Quelle est la bonne recette pour ton « pur Équateur » ?
70% de floral, 30% de fruité. Le floral a besoin du fruité pour s’exprimer : il faut savoir que le bon goût de floral se ressent en fin de bouche. Mais l’attaque d’un cacao floral est un peu agressive, car acide. On « lime » donc le début de bouche avec du fruité pour faire ressortir le fond de bouche floral…
Est-ce le chocolat de l’amateur ?
Très certainement. Et il y en a, des cinglés du chocolat… Ceux qui ont un palais, qui ont besoin de force et d’arômes, d’une attaque vive… On ressent les arômes de ce pur Équateur très longtemps après l’avoir consommé. Mais je ne veux pas culpabiliser les gens avec une histoire de supériorité du chocolat à 80%. S’ils n’aiment pas, parce que c’est vraiment un chocolat d’amateur exigeant, ils ont droit à autre chose.
Le chocolat « Dessert » ou « Trois continents », 55%
Ta gamme recèle des chocolats de puissance et de goûts différents. Un des plus gros succès de cette gamme, c’est le chocolat dessert à 55%. À qui est-il destiné ?
On l’appelle chocolat « dessert », mais je crois que la majorité le consomme en bouche. On le propose aujourd’hui en kilo chez Satoriz, sous forme de palets et avec l’appellation « Trois continents ». C’est une bonne approche du chocolat noir, pour les enfants, ou ceux qui n’ont pas encore développé la connaissance du goût.
Pour ce chocolat, le travail d’assemblage des fèves ne se fait donc pas « dans l’origine », comme pour ton pur Équateur, mais avec diverses provenances du monde entier ?
Tout à fait, et c’est le travail que font la plupart des chocolatiers : assembler diverses provenances. Toutes les bonnes marques ont de ce fait un goût qui leur est propre. Pour celui-ci, nous associons notre provenance Équateur à celles de nos autres coopératives de Sao-Tomé (une île à l’ouest de l’Afrique), et Vanuatu (Île qui se situe à l’est de l’Australie). Toutes ont un fruité différent.
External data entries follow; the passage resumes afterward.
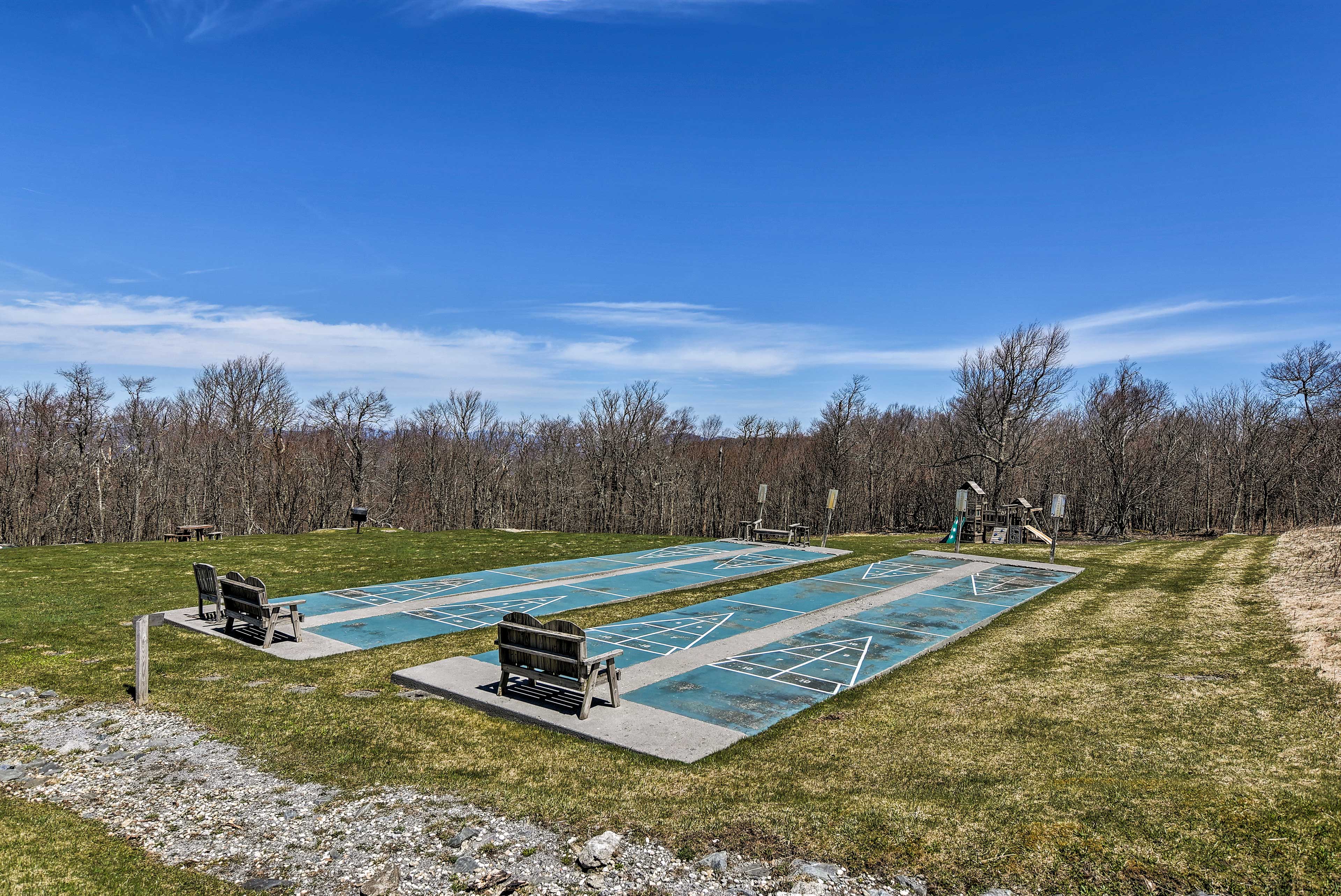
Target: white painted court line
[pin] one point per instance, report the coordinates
(825, 579)
(838, 647)
(966, 600)
(514, 575)
(897, 628)
(768, 607)
(693, 572)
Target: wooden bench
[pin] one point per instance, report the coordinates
(207, 589)
(754, 532)
(246, 601)
(554, 654)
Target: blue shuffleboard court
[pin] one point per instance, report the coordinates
(648, 638)
(755, 690)
(450, 587)
(467, 614)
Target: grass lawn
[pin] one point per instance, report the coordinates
(1146, 727)
(47, 851)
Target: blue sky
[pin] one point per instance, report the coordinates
(747, 202)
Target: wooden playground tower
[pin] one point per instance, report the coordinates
(1013, 524)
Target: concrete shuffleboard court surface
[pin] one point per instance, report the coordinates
(373, 616)
(704, 676)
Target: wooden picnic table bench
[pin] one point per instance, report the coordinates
(246, 601)
(754, 532)
(556, 654)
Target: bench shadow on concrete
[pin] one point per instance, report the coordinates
(545, 697)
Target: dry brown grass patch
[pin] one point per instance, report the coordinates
(1308, 585)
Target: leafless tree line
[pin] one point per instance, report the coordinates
(84, 462)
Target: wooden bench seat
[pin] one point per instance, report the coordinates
(556, 654)
(754, 532)
(246, 601)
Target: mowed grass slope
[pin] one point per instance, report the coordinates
(1146, 727)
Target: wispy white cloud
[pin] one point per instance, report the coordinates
(637, 314)
(172, 332)
(674, 341)
(215, 19)
(200, 21)
(30, 276)
(1154, 312)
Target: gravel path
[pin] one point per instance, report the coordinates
(160, 783)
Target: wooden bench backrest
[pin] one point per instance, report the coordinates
(207, 579)
(244, 599)
(557, 636)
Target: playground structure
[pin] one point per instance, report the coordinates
(1016, 522)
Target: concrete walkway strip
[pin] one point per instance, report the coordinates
(632, 726)
(314, 644)
(680, 662)
(636, 726)
(1002, 561)
(346, 616)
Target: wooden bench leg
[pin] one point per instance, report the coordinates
(613, 674)
(587, 697)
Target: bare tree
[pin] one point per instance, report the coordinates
(1120, 415)
(1005, 392)
(353, 416)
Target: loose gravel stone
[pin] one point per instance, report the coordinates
(600, 850)
(157, 781)
(817, 870)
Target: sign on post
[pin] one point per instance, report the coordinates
(829, 514)
(142, 625)
(1058, 510)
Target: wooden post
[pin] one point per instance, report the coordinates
(1056, 512)
(829, 514)
(141, 660)
(142, 625)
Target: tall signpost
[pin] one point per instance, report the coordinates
(1056, 512)
(961, 513)
(829, 514)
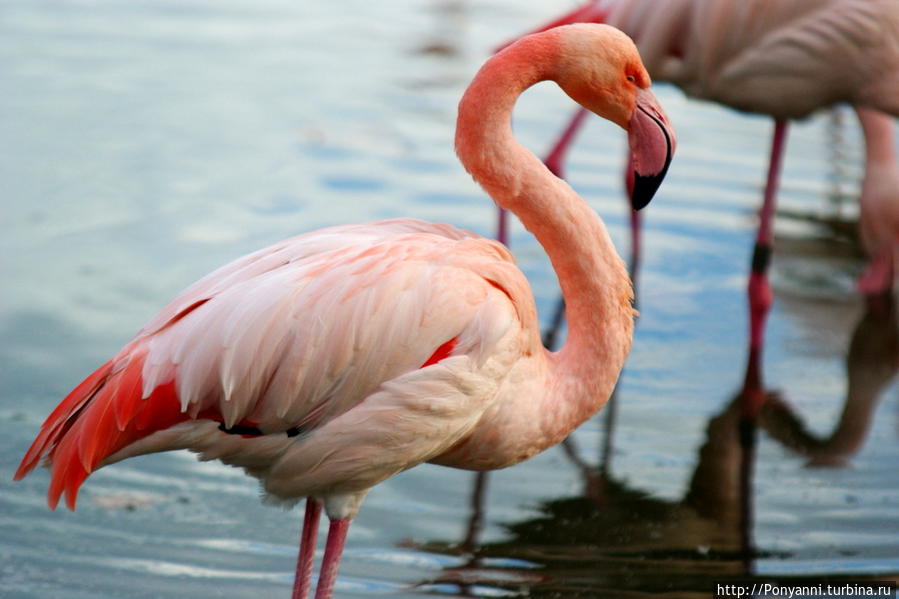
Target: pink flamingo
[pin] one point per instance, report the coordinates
(327, 363)
(879, 202)
(782, 58)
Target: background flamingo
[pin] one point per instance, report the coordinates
(879, 202)
(290, 364)
(783, 58)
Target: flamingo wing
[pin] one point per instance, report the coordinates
(288, 339)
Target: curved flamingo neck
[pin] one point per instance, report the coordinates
(593, 278)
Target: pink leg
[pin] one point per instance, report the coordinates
(877, 278)
(302, 581)
(502, 226)
(333, 549)
(760, 296)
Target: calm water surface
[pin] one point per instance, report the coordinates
(146, 143)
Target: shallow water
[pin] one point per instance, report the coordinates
(146, 143)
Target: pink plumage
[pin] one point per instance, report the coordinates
(328, 362)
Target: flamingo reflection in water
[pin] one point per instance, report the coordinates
(782, 58)
(617, 538)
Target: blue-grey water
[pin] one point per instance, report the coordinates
(145, 143)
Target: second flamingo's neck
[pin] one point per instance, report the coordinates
(593, 278)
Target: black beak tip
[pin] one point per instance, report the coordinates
(644, 189)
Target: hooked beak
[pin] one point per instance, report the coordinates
(652, 142)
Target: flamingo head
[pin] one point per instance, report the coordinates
(604, 73)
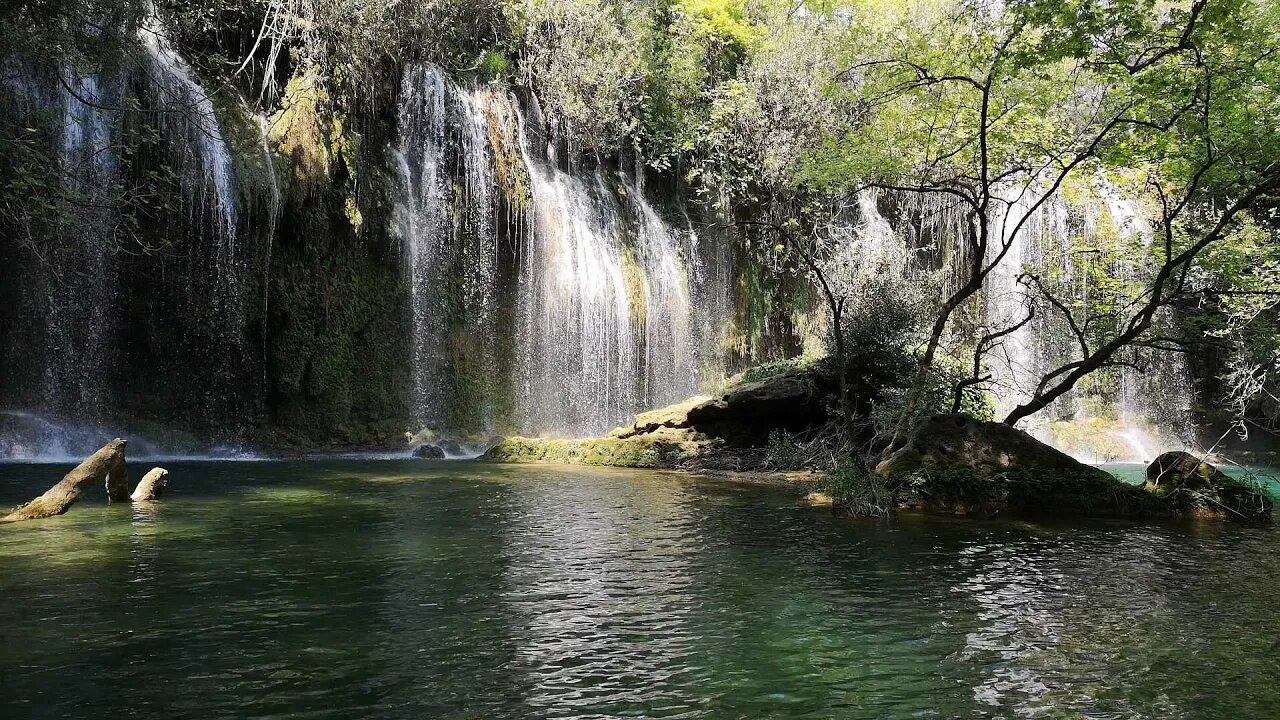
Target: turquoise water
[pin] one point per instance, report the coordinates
(417, 589)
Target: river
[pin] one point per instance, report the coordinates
(361, 588)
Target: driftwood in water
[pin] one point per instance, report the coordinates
(151, 484)
(56, 500)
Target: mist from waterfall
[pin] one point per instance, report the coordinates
(602, 310)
Pour beaucoup, la consommation de chocolat noir est aujourd’hui liée à l’idée de santé. Qu’en penses-tu ?
Le chocolat est antidépresseur grâce à la théobromine, ce que chacun sait. Concernant les polyphénols qu’il contient, les allégations santé sont également fondées. Ce sont des flavonoïdes, des tanins. Bon, ils sont certes bénéfiques, mais le chocolat est aussi un excitant, il faut le savoir ! Il n’est pas forcément conseillé de consommer du 80% à 10 heures du soir… Par contre, le 80% a le grand avantage de pouvoir convenir à la plupart des diabétiques, à raison d’un ou deux carrés. Mais… On ne consomme pas du chocolat parce que c’est bon pour la santé. On en consomme parce que c’est un plaisir ! C’est une alimentation de détente. Alors quitte à en manger un peu, autant qu’il soit bon. Accessoirement, ça redonne le goût de l’action.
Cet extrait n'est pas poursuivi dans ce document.